Overview

Artifact ID: be219eb67bf3bfcce52d56cda5068d8214d2a257acc9ff917540664320e4a0bd
Page Name:Re: Data munging
Date: 2020-07-04 16:33:53
Original User: dbohdan
Mimetype:text/x-markdown
Parent: de587a54aca670f7c89f1c8d3a949b1a747ef3042c695e38135691af4fee27c1 (diff)
Content

Re: Data munging

Published .

A short while ago I read a curious blog post titled "Data munging in Perl 6 vs Perl 5". I liked how each individual Perl 6 code snippet for each data manipulation looked. I understood that the purpose of the exercise was to highlight this particular part of the language. And yet, in the end I couldn't shake off the thought that this was not the right way to solve the kind of problems of which the toy problem at hand was an example.

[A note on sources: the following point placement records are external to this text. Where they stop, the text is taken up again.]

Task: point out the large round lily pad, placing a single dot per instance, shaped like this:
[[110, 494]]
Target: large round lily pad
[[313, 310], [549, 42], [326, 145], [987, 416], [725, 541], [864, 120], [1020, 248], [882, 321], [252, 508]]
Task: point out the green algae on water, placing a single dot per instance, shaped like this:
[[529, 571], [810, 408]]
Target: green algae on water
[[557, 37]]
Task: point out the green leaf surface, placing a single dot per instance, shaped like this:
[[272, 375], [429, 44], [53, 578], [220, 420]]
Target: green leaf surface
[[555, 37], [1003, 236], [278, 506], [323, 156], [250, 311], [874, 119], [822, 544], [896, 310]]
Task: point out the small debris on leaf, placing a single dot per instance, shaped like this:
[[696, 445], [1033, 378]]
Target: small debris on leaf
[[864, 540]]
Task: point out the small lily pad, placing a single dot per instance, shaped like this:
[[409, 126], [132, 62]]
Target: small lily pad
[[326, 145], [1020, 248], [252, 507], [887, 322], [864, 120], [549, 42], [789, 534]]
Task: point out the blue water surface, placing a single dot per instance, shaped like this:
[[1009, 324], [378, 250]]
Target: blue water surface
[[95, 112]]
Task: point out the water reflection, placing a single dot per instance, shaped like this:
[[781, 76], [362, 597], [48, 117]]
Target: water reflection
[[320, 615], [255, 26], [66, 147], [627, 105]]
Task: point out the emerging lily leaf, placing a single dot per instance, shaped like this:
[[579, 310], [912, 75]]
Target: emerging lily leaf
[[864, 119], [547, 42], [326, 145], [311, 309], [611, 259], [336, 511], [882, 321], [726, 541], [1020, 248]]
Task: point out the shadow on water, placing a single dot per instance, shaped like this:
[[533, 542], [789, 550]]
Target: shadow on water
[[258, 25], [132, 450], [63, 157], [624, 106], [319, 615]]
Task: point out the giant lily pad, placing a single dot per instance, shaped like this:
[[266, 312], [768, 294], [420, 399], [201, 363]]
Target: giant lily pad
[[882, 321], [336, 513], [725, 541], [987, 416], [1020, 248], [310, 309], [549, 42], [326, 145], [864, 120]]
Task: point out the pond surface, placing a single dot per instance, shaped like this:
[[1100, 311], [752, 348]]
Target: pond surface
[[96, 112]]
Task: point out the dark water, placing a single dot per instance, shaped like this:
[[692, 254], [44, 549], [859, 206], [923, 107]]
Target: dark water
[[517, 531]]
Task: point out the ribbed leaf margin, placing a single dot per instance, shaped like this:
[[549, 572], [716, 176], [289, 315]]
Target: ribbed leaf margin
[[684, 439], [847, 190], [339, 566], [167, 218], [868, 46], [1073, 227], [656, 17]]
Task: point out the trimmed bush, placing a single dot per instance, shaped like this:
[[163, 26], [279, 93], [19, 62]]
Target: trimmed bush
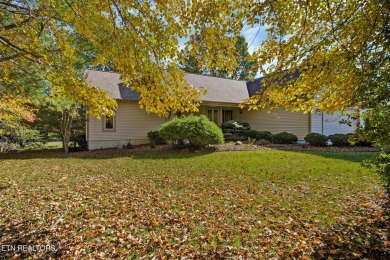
[[266, 135], [284, 138], [359, 139], [263, 142], [78, 143], [249, 134], [198, 130], [340, 139], [235, 127], [316, 139], [155, 138]]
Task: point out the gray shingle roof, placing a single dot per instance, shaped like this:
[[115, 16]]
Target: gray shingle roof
[[219, 89], [110, 82]]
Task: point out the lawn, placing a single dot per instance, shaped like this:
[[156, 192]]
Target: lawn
[[255, 204]]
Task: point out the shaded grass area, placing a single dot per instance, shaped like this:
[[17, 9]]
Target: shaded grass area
[[197, 204]]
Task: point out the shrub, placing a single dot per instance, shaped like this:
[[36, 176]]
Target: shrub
[[266, 135], [263, 142], [316, 139], [360, 139], [234, 127], [249, 134], [198, 130], [78, 143], [155, 138], [284, 138], [340, 139]]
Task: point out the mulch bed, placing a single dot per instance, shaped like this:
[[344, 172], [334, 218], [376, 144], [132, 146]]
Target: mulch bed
[[159, 149]]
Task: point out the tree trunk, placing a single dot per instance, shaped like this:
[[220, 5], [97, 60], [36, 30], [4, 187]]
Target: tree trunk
[[66, 126]]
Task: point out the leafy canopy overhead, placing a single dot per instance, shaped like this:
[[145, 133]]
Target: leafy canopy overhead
[[139, 39], [336, 46]]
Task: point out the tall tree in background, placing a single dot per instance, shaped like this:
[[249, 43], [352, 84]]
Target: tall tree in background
[[245, 70], [247, 65]]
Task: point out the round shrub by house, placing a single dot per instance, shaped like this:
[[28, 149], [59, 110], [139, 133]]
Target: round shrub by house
[[316, 139], [155, 138], [340, 139], [249, 134], [284, 138], [234, 126], [198, 130], [264, 135]]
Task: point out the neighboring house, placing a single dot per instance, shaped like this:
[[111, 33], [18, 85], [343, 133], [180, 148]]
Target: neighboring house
[[220, 104]]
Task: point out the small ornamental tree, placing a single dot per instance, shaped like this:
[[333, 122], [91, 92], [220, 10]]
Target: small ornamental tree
[[198, 130]]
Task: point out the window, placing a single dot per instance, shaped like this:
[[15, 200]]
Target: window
[[227, 115], [212, 114], [109, 123]]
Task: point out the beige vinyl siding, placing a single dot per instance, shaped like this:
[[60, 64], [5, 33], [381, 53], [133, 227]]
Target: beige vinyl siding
[[278, 120], [331, 124], [131, 123], [316, 123]]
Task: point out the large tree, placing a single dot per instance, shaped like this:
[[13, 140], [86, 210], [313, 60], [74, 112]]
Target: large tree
[[340, 49]]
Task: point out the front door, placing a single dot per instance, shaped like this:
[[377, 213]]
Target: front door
[[213, 115]]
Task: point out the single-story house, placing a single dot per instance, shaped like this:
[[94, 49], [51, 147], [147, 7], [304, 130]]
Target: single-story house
[[220, 104]]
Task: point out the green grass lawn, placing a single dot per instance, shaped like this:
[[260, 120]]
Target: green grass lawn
[[257, 204]]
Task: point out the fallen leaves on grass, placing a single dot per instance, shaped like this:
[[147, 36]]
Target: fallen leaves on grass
[[253, 204]]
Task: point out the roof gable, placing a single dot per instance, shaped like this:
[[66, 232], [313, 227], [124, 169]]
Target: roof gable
[[219, 89]]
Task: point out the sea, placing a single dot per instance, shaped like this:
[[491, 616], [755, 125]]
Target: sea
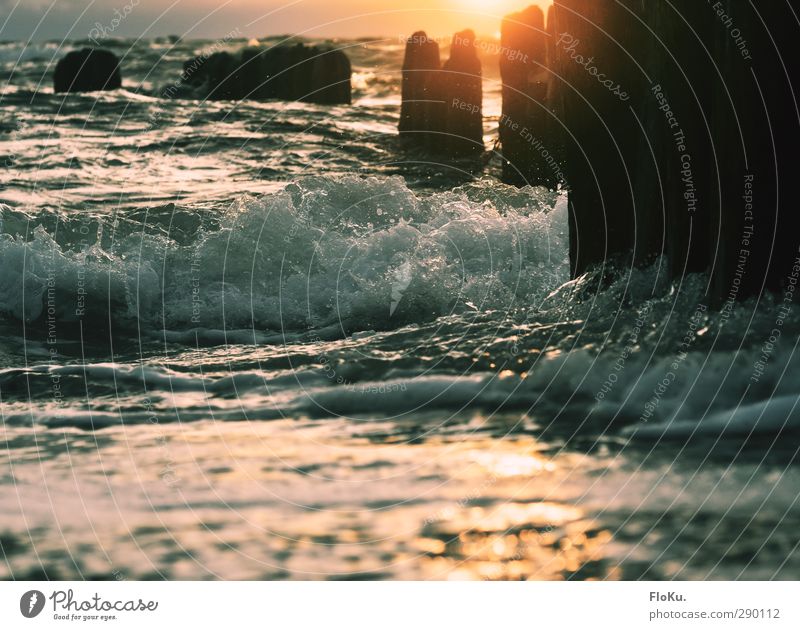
[[269, 340]]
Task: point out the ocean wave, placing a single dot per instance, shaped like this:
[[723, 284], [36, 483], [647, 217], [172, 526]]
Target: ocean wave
[[350, 252]]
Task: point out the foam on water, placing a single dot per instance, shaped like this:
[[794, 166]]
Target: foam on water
[[350, 253]]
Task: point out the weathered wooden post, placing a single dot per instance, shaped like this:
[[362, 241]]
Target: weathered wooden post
[[756, 130], [598, 86], [682, 126], [422, 109], [525, 124], [462, 89]]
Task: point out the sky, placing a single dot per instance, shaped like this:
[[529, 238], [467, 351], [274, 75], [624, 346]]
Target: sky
[[73, 19]]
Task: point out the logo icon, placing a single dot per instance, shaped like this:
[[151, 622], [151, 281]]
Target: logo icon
[[31, 604]]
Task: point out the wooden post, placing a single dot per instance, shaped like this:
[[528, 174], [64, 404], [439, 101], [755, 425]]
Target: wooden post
[[463, 97], [525, 122], [422, 107]]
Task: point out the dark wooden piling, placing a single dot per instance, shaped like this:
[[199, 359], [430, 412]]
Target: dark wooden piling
[[314, 74], [462, 89], [682, 125], [595, 47], [525, 124], [421, 113], [442, 108], [87, 70]]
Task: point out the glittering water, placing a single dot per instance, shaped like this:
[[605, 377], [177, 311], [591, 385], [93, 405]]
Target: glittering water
[[266, 340]]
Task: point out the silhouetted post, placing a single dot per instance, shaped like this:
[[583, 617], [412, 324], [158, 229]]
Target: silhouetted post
[[313, 74], [682, 126], [463, 97], [525, 124], [422, 109], [599, 83], [87, 70]]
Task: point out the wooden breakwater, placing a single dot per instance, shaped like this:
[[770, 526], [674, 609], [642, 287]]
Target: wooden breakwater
[[442, 105], [678, 125], [291, 72]]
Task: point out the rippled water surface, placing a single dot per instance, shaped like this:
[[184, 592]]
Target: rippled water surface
[[267, 340]]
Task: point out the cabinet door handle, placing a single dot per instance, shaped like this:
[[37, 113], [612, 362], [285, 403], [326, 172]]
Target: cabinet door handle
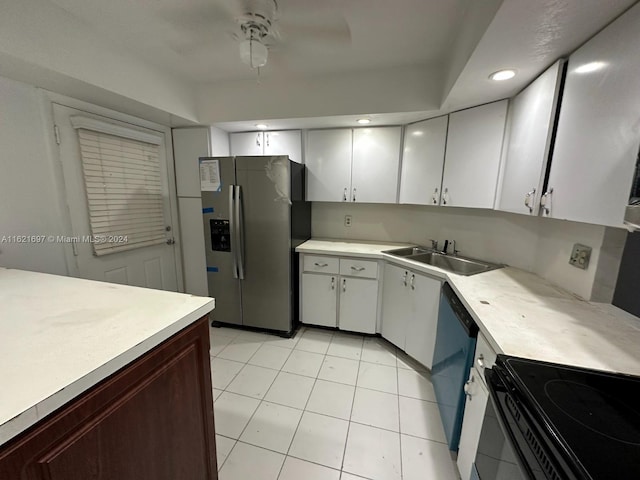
[[545, 201], [528, 200], [467, 388]]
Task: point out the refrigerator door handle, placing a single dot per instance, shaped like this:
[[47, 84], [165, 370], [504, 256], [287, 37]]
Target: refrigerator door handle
[[240, 231], [232, 230]]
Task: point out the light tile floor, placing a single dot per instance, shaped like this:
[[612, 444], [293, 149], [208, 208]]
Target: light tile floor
[[323, 405]]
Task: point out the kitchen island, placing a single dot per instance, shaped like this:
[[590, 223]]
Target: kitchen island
[[103, 381]]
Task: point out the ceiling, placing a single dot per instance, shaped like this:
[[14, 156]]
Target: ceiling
[[334, 61], [192, 38]]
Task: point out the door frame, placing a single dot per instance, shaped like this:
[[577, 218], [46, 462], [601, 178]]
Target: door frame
[[47, 99]]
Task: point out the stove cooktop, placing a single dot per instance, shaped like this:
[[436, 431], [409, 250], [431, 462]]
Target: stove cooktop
[[596, 415]]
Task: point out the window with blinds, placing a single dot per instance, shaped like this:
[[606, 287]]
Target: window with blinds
[[124, 191]]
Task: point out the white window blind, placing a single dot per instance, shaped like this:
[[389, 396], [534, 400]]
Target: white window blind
[[124, 191]]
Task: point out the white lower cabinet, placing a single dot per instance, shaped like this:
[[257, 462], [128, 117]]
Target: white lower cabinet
[[343, 295], [395, 304], [319, 299], [358, 304], [476, 403], [410, 312]]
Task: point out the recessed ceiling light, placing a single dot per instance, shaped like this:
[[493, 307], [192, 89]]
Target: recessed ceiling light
[[590, 67], [501, 75]]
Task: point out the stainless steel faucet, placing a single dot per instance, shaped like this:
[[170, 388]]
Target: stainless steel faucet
[[446, 247]]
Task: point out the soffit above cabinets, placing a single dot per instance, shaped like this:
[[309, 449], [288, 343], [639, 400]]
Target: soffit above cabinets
[[403, 56]]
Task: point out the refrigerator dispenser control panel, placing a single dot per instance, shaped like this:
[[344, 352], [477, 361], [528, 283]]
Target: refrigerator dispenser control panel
[[220, 236]]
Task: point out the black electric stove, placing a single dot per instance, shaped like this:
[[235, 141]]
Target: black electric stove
[[566, 422]]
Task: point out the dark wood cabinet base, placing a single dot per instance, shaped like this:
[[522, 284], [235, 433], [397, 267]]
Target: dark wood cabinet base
[[151, 420]]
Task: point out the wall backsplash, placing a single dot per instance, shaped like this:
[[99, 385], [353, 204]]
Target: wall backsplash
[[539, 245]]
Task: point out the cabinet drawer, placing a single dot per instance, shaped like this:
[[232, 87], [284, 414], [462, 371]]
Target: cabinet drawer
[[485, 357], [354, 267], [321, 264]]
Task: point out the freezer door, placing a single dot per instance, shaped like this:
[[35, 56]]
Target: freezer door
[[266, 211], [220, 254]]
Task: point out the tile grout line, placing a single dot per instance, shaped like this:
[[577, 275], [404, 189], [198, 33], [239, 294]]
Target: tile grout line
[[254, 412], [399, 419], [353, 402], [315, 381]]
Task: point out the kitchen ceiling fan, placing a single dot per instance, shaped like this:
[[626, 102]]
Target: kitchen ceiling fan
[[263, 25]]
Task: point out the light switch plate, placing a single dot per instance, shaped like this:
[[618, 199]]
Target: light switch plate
[[580, 256]]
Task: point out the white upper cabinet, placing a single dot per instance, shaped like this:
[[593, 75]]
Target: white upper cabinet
[[531, 115], [360, 165], [599, 127], [472, 162], [328, 161], [376, 161], [284, 142], [422, 161], [246, 143]]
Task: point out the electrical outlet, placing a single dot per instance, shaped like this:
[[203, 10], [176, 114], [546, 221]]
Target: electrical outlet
[[580, 256]]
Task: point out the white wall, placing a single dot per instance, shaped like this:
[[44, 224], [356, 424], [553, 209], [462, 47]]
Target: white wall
[[37, 32], [539, 245], [30, 201], [219, 142]]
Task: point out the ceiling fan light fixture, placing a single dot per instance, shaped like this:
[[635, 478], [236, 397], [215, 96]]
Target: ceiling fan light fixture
[[253, 53]]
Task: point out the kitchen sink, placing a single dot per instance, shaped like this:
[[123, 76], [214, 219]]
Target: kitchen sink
[[451, 263]]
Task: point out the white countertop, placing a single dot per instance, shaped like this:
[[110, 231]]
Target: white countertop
[[59, 336], [524, 315], [344, 247]]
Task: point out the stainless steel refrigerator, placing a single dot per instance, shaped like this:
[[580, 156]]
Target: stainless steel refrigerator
[[255, 215]]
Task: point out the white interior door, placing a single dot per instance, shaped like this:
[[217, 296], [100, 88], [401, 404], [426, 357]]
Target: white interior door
[[152, 266]]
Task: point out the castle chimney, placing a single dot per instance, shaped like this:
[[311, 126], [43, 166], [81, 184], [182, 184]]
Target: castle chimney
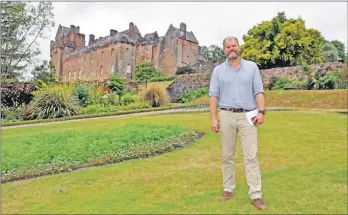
[[131, 25], [113, 32], [91, 39]]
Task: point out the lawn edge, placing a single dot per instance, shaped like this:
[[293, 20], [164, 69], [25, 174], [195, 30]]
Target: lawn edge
[[143, 151]]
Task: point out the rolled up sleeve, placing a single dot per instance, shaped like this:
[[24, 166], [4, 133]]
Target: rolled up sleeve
[[257, 81], [214, 85]]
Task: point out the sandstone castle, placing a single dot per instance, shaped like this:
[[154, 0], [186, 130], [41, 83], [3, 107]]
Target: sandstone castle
[[119, 52]]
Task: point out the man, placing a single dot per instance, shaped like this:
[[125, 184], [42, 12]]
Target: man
[[236, 88]]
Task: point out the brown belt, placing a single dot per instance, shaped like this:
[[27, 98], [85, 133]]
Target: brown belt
[[238, 110]]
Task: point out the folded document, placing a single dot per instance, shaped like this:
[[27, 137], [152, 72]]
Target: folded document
[[251, 114]]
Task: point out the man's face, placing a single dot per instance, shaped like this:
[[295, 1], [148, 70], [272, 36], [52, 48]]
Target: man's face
[[231, 49]]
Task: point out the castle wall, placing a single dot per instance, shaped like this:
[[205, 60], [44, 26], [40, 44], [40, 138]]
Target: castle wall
[[187, 53]]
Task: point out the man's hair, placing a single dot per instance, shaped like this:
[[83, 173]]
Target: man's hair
[[228, 39]]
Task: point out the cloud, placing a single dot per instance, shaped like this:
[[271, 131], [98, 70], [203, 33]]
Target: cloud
[[209, 21]]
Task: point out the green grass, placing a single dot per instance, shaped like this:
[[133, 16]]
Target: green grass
[[319, 99], [303, 159], [78, 145]]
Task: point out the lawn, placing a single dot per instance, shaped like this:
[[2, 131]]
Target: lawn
[[49, 152], [319, 99], [303, 159]]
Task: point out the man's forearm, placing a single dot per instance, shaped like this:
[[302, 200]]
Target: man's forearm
[[260, 101], [213, 107]]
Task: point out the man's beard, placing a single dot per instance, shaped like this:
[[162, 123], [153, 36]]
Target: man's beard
[[233, 55]]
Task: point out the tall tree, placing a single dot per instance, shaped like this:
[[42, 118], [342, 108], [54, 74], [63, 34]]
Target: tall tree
[[340, 48], [330, 52], [22, 23], [282, 42]]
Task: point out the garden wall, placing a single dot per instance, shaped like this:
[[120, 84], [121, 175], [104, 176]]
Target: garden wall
[[185, 83]]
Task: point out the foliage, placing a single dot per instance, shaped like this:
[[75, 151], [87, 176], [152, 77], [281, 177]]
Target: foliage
[[162, 78], [184, 70], [144, 71], [340, 48], [282, 42], [330, 53], [289, 83], [117, 85], [194, 94], [10, 114], [105, 98], [53, 101], [97, 108], [84, 94], [44, 74], [16, 94], [22, 24], [128, 98], [156, 97], [213, 53], [336, 79]]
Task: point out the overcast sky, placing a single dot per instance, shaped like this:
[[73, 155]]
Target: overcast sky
[[210, 22]]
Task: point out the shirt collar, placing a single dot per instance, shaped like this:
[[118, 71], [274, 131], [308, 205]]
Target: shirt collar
[[240, 65]]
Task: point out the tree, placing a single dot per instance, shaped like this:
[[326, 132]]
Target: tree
[[22, 23], [330, 52], [340, 48], [144, 71], [282, 42]]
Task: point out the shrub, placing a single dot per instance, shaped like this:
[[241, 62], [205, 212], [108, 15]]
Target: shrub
[[162, 78], [144, 71], [53, 101], [194, 94], [156, 97], [16, 94], [336, 79], [97, 108], [10, 114], [83, 94], [184, 70], [117, 85], [128, 98]]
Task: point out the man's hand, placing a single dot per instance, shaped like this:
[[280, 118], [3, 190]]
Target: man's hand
[[215, 125], [259, 119]]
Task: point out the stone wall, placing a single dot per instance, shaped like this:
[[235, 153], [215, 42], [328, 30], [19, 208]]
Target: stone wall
[[16, 94], [185, 83], [297, 71]]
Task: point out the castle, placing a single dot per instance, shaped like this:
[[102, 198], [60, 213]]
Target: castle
[[119, 52]]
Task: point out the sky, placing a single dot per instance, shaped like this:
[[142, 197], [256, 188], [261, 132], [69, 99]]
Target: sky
[[210, 22]]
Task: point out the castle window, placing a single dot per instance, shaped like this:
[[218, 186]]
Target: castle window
[[112, 69]]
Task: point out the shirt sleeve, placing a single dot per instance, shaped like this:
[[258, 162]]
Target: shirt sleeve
[[257, 81], [214, 85]]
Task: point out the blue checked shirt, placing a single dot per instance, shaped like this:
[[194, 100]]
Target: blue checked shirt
[[236, 88]]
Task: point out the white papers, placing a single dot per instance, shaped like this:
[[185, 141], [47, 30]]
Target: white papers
[[250, 115]]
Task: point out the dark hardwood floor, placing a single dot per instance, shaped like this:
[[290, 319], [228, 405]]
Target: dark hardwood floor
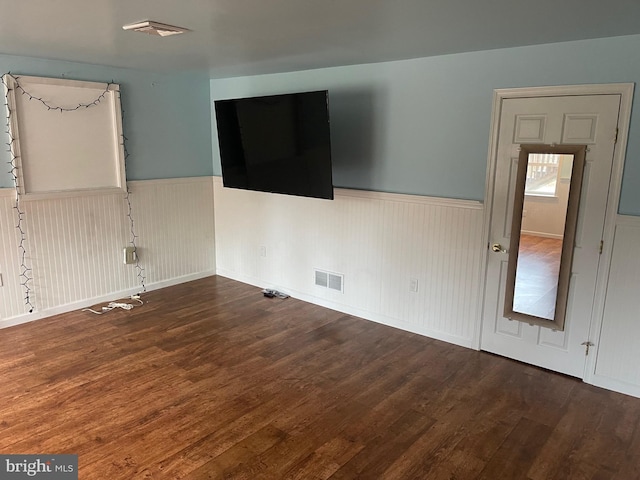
[[210, 379], [536, 287]]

I have come to suspect that complex dictionary manipulation is mostly an antipattern that appears in scripts as they evolve into complex programs over time.

This antipattern developed in my own project, a static site generator that grew from a simple shell script, at one point resulting in both excessive complexity and suboptimal performance. I realized that something was wrong when I found myself using ordered dictionaries extensively and worrying about keeping them correctly sorted. At the same time the compile delays were getting long enough to distract the user once you had a couple hundred pages in your static website because it was expensive to query and update data. Finally replacing ordered dictionaries with SQLite improved the performance and made it possible to throw away the complex and brittle dictionary-manipulating code.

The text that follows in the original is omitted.